X_train, X_test, y_train, y_test = train_test_split(
X, y, test_size=0.2, random_state=42
)
param_grid = {
"poly__degree": [1, 2, 3],
"ridge__alpha": np.logspace(-3, 3, 7)
}
gs = GridSearchCV(
pipe, param_grid,
cv=5,
scoring="neg_root_mean_squared_error",
n_jobs=-1, verbose=1
)
gs.fit(X_train, y_train)
print("Best parameters:", gs.best_params_)
6. Evaluate Model
y_pred = gs.predict(X_test)
rmse = mean_squared_error(y_test, y_pred, squared=False)
r2 = r2_score(y_test, y_pred)
print(f"Test RMSE (growth rate): {rmse:.4f}")
print(f"Test R² : {r2:.3f}")
7. Inspect Key Polynomial Coefficients
Coefficient inspection: reveals which nonlinear or interaction features—such as squared prior sales or cross-terms with promo flags—most strongly drive predicted growth, offering actionable levers (e.g. optimal promo timing relative to past sales).
# Retrieve polynomial feature names
poly = gs.best_estimator_.named_steps["poly"]

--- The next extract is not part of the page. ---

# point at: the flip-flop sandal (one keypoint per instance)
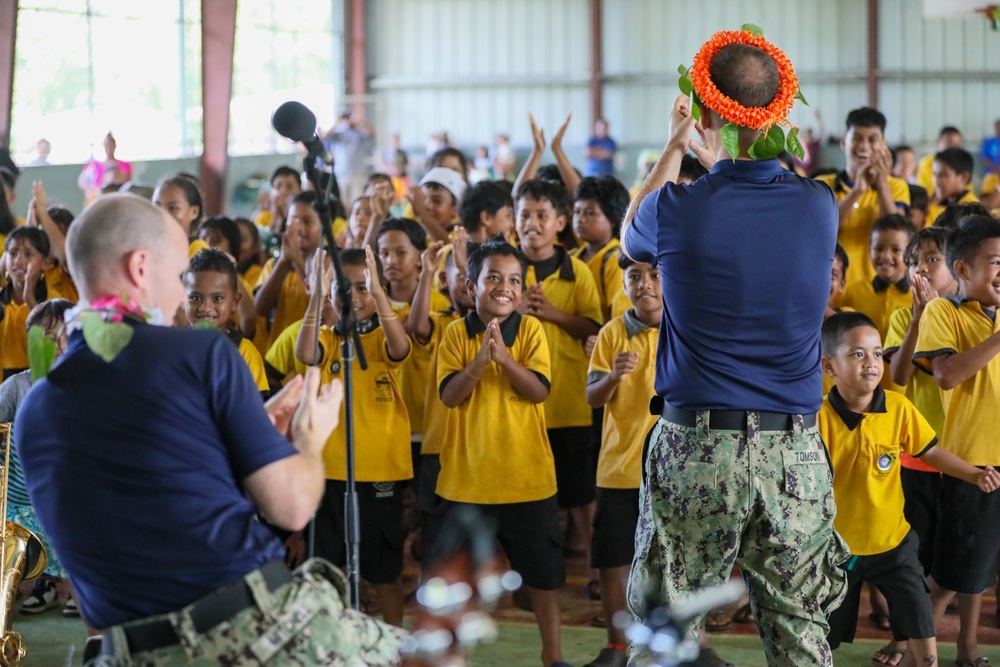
(719, 620)
(881, 620)
(889, 653)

# Get names from the preprocessing step
prep = gs.best_estimator_.named_steps["prep"]
num_features = prep.transformers_[0][2]
cat_features = prep.named_transformers_["cat"].get_feature_names_out(cat_cols)
all_inputs = np.hstack([num_features, cat_features])

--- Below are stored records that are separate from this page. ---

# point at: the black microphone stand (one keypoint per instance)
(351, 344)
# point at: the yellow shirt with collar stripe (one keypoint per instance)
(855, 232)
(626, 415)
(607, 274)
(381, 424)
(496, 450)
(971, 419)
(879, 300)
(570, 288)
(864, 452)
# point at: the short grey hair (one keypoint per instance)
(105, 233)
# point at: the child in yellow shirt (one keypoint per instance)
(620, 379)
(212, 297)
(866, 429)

feat_names = poly.get_feature_names_out(input_features=all_inputs)
coefs = gs.best_estimator_.named_steps["ridge"].coef_
# Plot top 10 by absolute value
import pandas as pd
coef_series = pd.Series(coefs, index=feat_names).abs().sort_values(ascending=False)
plt.figure(figsize=(8,5))
coef_series.head(10).plot(kind="barh")
plt.gca().invert_yaxis()
plt.title("Top Polynomial Features Driving Sales Growth")
plt.xlabel("Coefficient magnitude")
plt.tight_layout()
plt.show()
Summary
By integrating polynomial feature engineering with Ridge regularisation into a robust pipeline, we deliver:
- Accurate nonlinear forecasts of retail sales growth (low RMSE, high R²).
- Controlled model complexity via α tuning, avoiding spurious high-order effects.
- Interpretable insights: top polynomial features guide decisions on promotion timing, inventory allocation, and competitive positioning to maximise next-week sales growth.